Foltersiedlung Colonia Dignidad: „Dutzende Diktaturgegner verschwanden“

Petra Schlagenhauf vertritt die Opfer der chilenischen Colonia Dignidad in Deutschland. Sie ist optimistisch, dass Sektenarzt Harmtut Hopp im Gefängnis landet.

Hartmut Hopp im Hospital der Siedlung, Mai 1997. Bild: ap

taz: Frau Schlagenhauf, Sie vertreten mehrere Personen, die 2011 gegen Hartmut Hopp in Deutschland Anzeige erstattet haben. Worum geht es dabei?

Petra Schlagenhauf: Ein Ehepaar, das in der Sektensiedlung Colonia Dignidad wohnte, bezichtigt Hartmut Hopp der gefährlichen Körperverletzung. Er soll dafür verantwortlich gewesen sein, dass die beiden zwangsweise mit Psychopharmaka kaltgestellt wurden, obwohl es für die Verabreichung der Medikamente keine medizinischen Gründe gab. Hopp war der Arzt der Sekte, er leitete das Krankenhaus der Kolonie, und Zeugen haben ausgesagt, dass er angeordnet hat, wer welche Medikamente in welcher Dosierung bekam.

Worum geht es im zweiten Fall?

Um Elizabeth Rekas, eine politische Gefangene, die zu Zeiten der chilenischen Militärdiktatur gemeinsam mit ihrem Mann und einer dritten Person auf das Gelände der Kolonie verschleppt und dort ermordet worden sein soll. Darauf gibt es etliche Hinweise. Ich vertrete den Bruder von Elisabeth Rekas, sie selbst gilt bis heute als verschwunden.

Welche Rolle soll Hopp im Fall Rekas gespielt haben? Er bestreitet ja jedwede Beteiligung an Verbrechen.

Wir argumentieren nicht, dass Hopp selbst gemordet hat. Aber es besteht der Verdacht, dass er aufgrund seiner Stellung in der Kolonie an diesem Verbrechen beteiligt war.

Inwiefern?

Es geht um die Frage, welche Rolle Hopp in den 1970er Jahren – 1973 war der chilenische Militärputsch – im Herrschaftssystem der Kolonie gespielt hat. Hopp war die rechte Hand von Sektengründer Paul Schäfer, auch wenn er das bis heute bestreitet. Und die Kolonieführung hat auf das Engste mit dem chilenischen Geheimdienst DINA zusammengearbeitet, der Diktaturgegner folterte und ermordete. Ich habe mit Zeugen gesprochen, die behaupten, dass Hopp im DINA-Hauptquartier in Santiago de Chile ein und aus ging und persönlichen Kontakt zum Geheimdienstchef und seinem Vize hatte. Auf dem Gelände der Kolonie wurden Diktaturgegner gefoltert, mehrere Dutzend verschwanden dort.

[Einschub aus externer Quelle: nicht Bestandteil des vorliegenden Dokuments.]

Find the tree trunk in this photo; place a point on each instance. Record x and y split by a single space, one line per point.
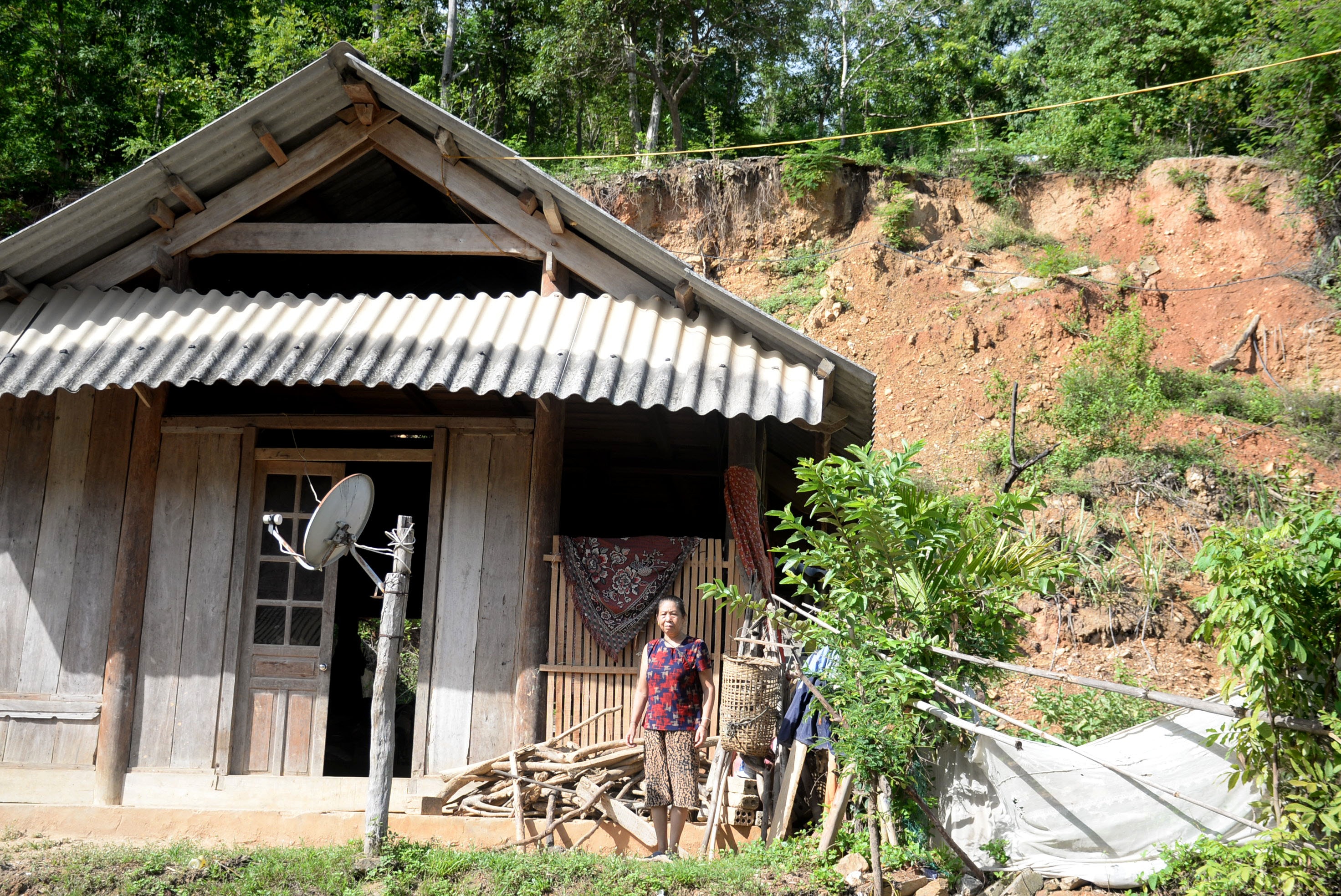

Die 57-jährige Anwältin arbeitet mit der Menschenrechtsorganisation European Center for Constitutional and Human Rights zusammen. Sie fährt regelmäßig nach Chile. Das erste Mal reiste sie 1972 in das Land, kurz vor dem Militärputsch von Augusto Pinochet.

Ob Hopp in Deutschland angeklagt wird, ist noch unklar. Was tun Sie, wenn es nicht passiert?

Hopp ist im Januar wegen Beihilfe zu mehrfachem Missbrauch in Chile in letzter Instanz zu fünf Jahren Haft verurteilt worden. Weil er vorher nach Deutschland fliehen konnte und einen deutschen Pass besitzt, wird er nicht ausgeliefert. Aber Chile kann beantragen, das Urteil in Deutschland zu vollstrecken. Ich denke, das wird auch passieren, und bin vorsichtig optimistisch, dass Hopp dann zumindest wegen Beihilfe zum Missbrauch ins Gefängnis kommt.